We drove down to Wrightsville Beach today only to be totally frustrated with the parking situation there.
After faring the traffic to get over the bridge, driving all the way to the end of the beach, and “perching” for 5 or 10 minutes to see if anyone was going to come out to their car to free up a spot, we decided to bag the beach and take advantage of the hotel pool instead.
Back we drove and enjoyed poolside for the afternoon, complete with a nice adult beverage or two, a lunch of Shrimp Curry in the room, and then some iPod music and reading back by the pool again.
Later in the day, Joe dropped me off at the Port City Java in the Harris Teeter on College Drive, while he did some shopping at a nearby shopping center.
I updated my iPod podcast subscriptions, and I worked on Friday and Saturday’s blog entries.
Joe returned after a while, and we hung out there a while longer, and we both put our earbuds in to avoid the drivel that was going on at the tables around us, at which three or four teen-aged Harris Teeter employees talked about things vitally important to them at their age and station in life.
Before leaving, we bought some turkey and (Portuguese!) rolls to make sandwiches for a light dinner in the room, as well as to have later in the evening when we returned from the bars.
We got to Costello’s at close to 10:00, and the place was teeming with old, straight people. Not that there’s anything wrong with straight people.
There were these three couples taking up a lot of room and being very loud, and two of the wives had obviously taken their husbands to a beach store before coming out, where they outfitted them in bright red and white flowery Hawaiian-type shirts loud enough to drown out the piano player.

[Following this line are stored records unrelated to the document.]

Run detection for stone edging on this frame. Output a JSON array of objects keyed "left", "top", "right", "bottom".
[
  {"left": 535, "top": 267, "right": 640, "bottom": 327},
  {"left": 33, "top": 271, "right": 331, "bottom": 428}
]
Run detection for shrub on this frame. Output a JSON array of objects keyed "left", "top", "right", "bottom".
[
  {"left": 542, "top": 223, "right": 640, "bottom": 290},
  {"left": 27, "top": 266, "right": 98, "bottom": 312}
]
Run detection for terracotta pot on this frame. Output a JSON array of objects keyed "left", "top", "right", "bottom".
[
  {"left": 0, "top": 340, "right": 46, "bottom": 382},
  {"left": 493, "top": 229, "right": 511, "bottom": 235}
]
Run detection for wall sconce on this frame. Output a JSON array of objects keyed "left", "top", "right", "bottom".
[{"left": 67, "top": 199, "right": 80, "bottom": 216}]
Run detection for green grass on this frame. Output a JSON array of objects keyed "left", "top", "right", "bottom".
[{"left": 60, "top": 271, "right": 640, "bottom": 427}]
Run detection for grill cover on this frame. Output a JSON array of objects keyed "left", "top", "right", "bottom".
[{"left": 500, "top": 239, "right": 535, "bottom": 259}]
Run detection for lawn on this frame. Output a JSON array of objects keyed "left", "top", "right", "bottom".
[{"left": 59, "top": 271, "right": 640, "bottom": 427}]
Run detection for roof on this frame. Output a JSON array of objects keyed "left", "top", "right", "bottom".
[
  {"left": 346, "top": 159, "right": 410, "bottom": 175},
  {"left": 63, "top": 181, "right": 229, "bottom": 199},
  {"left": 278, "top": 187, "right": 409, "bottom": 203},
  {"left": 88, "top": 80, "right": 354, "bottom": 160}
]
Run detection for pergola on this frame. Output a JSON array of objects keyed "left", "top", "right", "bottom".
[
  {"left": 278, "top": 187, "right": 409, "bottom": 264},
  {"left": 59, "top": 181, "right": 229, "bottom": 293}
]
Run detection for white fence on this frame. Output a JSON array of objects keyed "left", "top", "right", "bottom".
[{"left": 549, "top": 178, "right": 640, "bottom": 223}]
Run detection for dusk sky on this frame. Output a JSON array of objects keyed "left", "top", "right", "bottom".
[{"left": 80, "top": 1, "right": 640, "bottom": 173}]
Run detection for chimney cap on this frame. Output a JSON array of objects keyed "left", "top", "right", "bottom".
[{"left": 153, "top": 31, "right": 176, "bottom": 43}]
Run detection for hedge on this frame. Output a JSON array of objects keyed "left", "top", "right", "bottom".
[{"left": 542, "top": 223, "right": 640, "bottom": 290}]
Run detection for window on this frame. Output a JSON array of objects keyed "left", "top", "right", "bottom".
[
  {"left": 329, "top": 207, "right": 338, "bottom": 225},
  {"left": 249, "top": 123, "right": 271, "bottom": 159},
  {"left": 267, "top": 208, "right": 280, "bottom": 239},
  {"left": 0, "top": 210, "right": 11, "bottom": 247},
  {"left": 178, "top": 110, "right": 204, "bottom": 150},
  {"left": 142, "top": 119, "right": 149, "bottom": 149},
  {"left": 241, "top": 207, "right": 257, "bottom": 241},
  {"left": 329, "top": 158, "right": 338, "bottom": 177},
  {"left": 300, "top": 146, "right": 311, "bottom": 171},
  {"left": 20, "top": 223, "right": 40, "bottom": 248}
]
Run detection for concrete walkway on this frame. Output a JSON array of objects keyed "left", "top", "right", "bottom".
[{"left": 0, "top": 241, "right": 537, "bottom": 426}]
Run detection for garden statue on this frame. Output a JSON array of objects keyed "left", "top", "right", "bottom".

After a while, another, younger, couple came in who obviously knew all these people—perhaps they were even children of one of the couples. The guy of this young couple, who was trying to be overly cool about being in a gay bar, did “Fossie hands” and a jerky, restrained rendition (due to the limited space around his feet) of the Can-Can to the pianist’s version of Sinatra’s… “Start spreading the news…“
At one point, one of the flowered-shirt guys went over to the dimmer switch for the entire bar, and turned it up all the way bright so that he could show the others in their group a photo album he just happened to have with him. I mean, You just do what you need to do, Mary.
The queers all squealed and shielded their faces like cockroaches caught in the light, and refrained from yelling, “We need back-lighting, Mary.”
I had a little spat with the bartender when he charged Joe $11.50 (already overpriced) for our first round of drinks and then charged me $12.00 for the second round of the same drinks.
A little later, Tula Box came in and we had a brief chat. She told us that the “Miss Ibiza Pageant” was going on over at, well, Ibiza’s tonight and that it was going to start at 11:00. This was good for two reasons: 1) These queer bar events never start before midnight, and 2) It was 10 ’til 11.
Over at Ibiza’s after paying $9.00 to get in (again, way more money than the value), seven contestants competed for “Miss Ibiza 2007,” and though I never saw one of them, I heard a couple of their answers from out on the patio.
“If I were to be Miss Ibiza 2007, what I would bring to the title is…”
The only good thing about Ibiza’s was that our drinks went from $5.75 at Costello’s to $4.50 here. Now that’s value.